For my understanding, all requests will transfer into engine queue through crypto_transfer_hash_request_to_engine().
In your example, request_A & request_B would also enqueue into the engine queue, and pump out 1 request which might be FIFO to handle it.
crypto_pump_requests() will dequeue only 1 request at a time and to prepare_request() & do_one_request() if it's registered.

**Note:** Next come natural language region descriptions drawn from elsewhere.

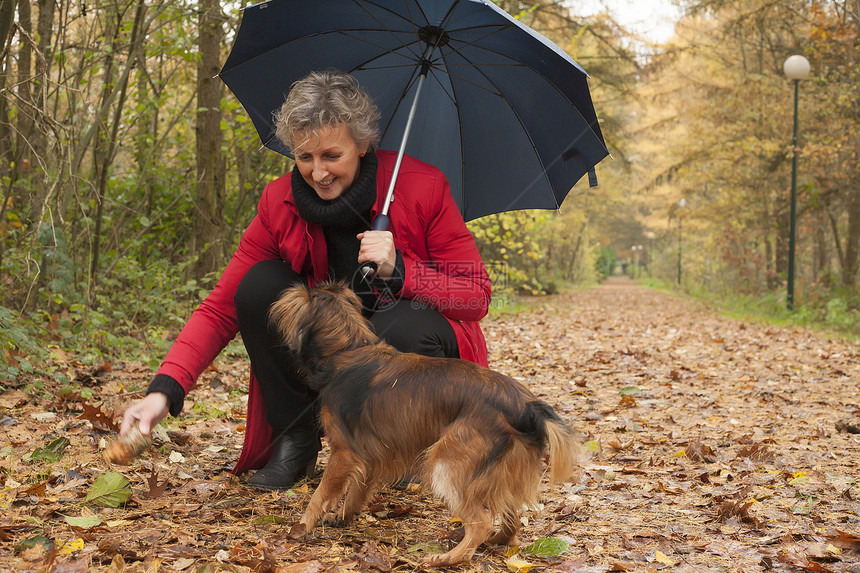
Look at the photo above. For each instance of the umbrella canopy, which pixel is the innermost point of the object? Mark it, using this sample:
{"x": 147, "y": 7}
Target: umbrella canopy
{"x": 504, "y": 112}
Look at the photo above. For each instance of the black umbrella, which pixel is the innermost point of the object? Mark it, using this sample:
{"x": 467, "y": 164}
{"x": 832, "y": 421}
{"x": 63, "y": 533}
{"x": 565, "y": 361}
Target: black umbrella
{"x": 505, "y": 113}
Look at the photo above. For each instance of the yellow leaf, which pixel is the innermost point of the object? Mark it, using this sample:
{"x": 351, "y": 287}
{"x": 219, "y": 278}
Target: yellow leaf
{"x": 659, "y": 557}
{"x": 72, "y": 546}
{"x": 517, "y": 564}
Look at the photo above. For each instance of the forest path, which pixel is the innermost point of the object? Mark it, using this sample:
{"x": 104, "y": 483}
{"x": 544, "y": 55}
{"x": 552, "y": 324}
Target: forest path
{"x": 718, "y": 445}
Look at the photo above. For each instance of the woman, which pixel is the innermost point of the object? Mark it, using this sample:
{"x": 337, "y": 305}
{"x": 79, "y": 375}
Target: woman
{"x": 429, "y": 293}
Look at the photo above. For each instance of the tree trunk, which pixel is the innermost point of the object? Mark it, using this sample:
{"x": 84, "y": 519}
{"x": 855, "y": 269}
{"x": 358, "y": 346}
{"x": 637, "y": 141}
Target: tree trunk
{"x": 107, "y": 142}
{"x": 207, "y": 242}
{"x": 852, "y": 241}
{"x": 25, "y": 123}
{"x": 7, "y": 16}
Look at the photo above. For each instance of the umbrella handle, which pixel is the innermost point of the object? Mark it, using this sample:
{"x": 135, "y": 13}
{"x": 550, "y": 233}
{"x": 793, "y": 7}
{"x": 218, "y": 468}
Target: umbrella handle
{"x": 369, "y": 269}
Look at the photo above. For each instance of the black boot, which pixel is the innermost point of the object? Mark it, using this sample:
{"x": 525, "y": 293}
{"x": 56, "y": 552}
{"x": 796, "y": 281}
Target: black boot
{"x": 294, "y": 456}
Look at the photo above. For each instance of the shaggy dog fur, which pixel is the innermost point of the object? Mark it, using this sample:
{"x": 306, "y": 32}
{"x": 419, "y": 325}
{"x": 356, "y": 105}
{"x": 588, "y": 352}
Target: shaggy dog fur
{"x": 475, "y": 437}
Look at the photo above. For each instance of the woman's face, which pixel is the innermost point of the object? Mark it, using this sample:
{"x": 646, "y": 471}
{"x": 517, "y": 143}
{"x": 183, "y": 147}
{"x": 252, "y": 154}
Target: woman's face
{"x": 329, "y": 160}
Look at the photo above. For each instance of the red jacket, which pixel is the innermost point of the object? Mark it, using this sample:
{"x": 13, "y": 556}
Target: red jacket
{"x": 442, "y": 269}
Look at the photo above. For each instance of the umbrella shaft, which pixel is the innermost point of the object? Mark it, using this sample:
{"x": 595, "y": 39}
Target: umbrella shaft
{"x": 390, "y": 193}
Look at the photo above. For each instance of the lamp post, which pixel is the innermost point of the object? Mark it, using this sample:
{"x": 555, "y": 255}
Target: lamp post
{"x": 681, "y": 204}
{"x": 637, "y": 252}
{"x": 796, "y": 68}
{"x": 650, "y": 253}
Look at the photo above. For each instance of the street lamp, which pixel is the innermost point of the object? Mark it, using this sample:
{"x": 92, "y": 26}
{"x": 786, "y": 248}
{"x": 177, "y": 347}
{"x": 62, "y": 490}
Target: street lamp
{"x": 681, "y": 204}
{"x": 796, "y": 68}
{"x": 637, "y": 252}
{"x": 650, "y": 254}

And aspeed_hace_ahash_trigger() is inside do_one_request(), so that means no other requests would come in during aspeed_hace_ahash_trigger() whole process.
The command flow intertwined
Acmd1-->Bcmd1-->Acmd2-->Acmd3-->Bcmd2-->Acmd4-->Bcmd3-->Bcmd4-->Acmd5-->Bcmd5 would not exist in any scenario.
Correct me if I'm misunderstanding, Thanks.